Gegen Mittag kam Bastian an einen hohen Erdwall, der sich quer durch die Heidelandschaft zog. Er kletterte hinauf. Dahinter lag ein weiter
Talkessel, der - nach innen zu immer tiefer abfallend - wie ein flacher Krater geformt war. Und dieses ganze Tal war angefüllt mit einer Stadt-jedenfalls legte die Menge von Bauwerken diese Bezeichnung nahe, obgleich es die verrückteste Stadt war, die Bastian je erblickt hatte. Plan-und sinnlos schienen alle Gebäude durcheinandergewürfelt, als habe man sie einfach aus einem Riesensack dort hingeschüttet. Es gab weder Straßen noch Plätze, noch irgendeine erkennbare Ordnung.
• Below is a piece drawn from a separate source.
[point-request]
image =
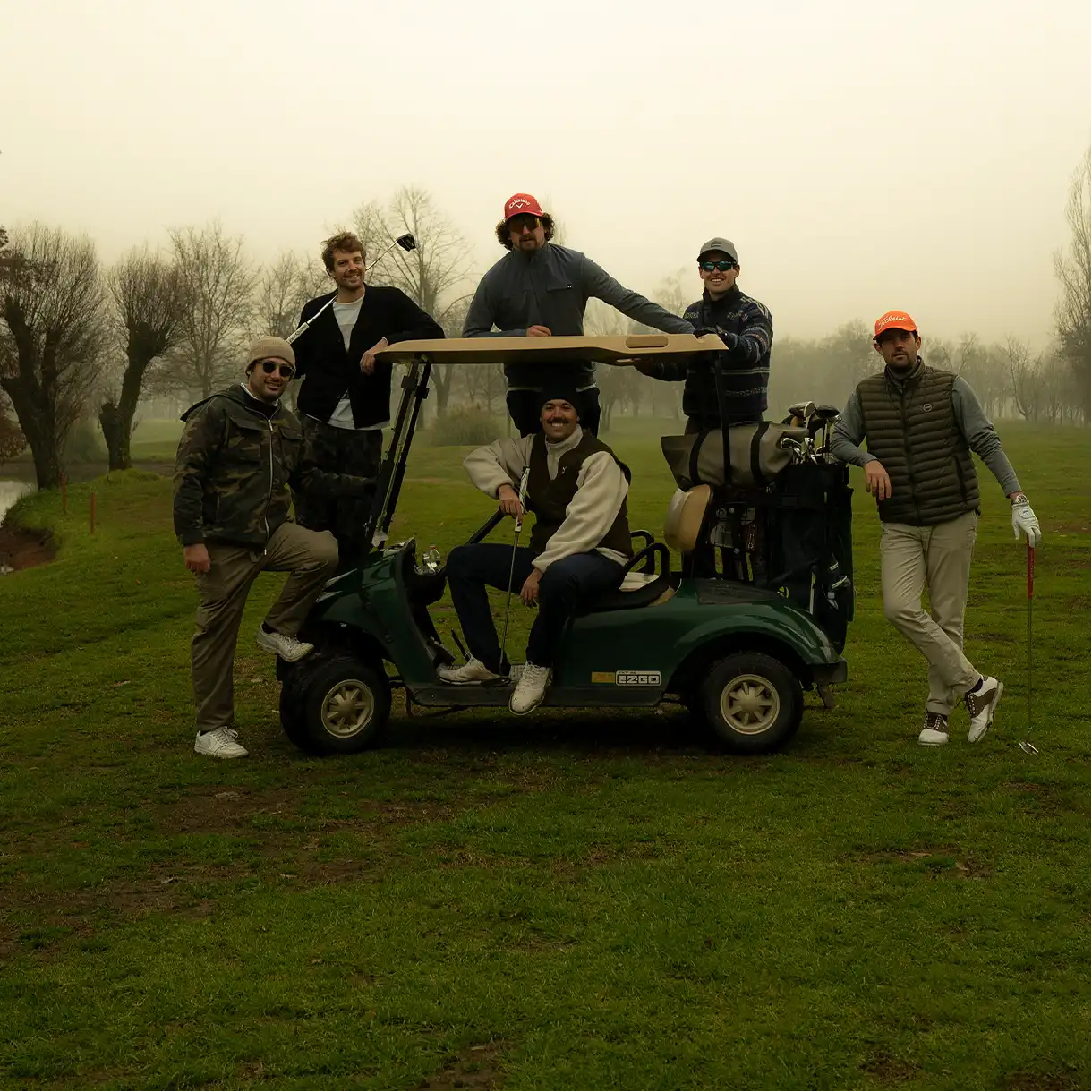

Aber auch die einzelnen Bauwerke sahen irrsinnig aus, hatten die Haustür im Dach, Treppen dort, wo man nicht hinkommen konnte, oder auch solche, die man nur kopfunter hätte betreten können und die in der leeren Luft endeten : Türmchen standen quer, und Balkone hingen senkrecht an den Wänden, Fenster anstelle von Türen und Fußböden anstelle von Mauern. Es gab Brücken, deren geschwungene Bogen plötzlich irgendwo aufhörten, so als habe ihr Erbauer mitten in der Arbeit vergessen, was das Ganze werden sollte. Es gab Türme, die wie Bananen gebogen waren, auf die Spitze gestellte Pyramiden. Kurz, diese ganze Stadt vermittelte den Eindruck des Wahnsinns.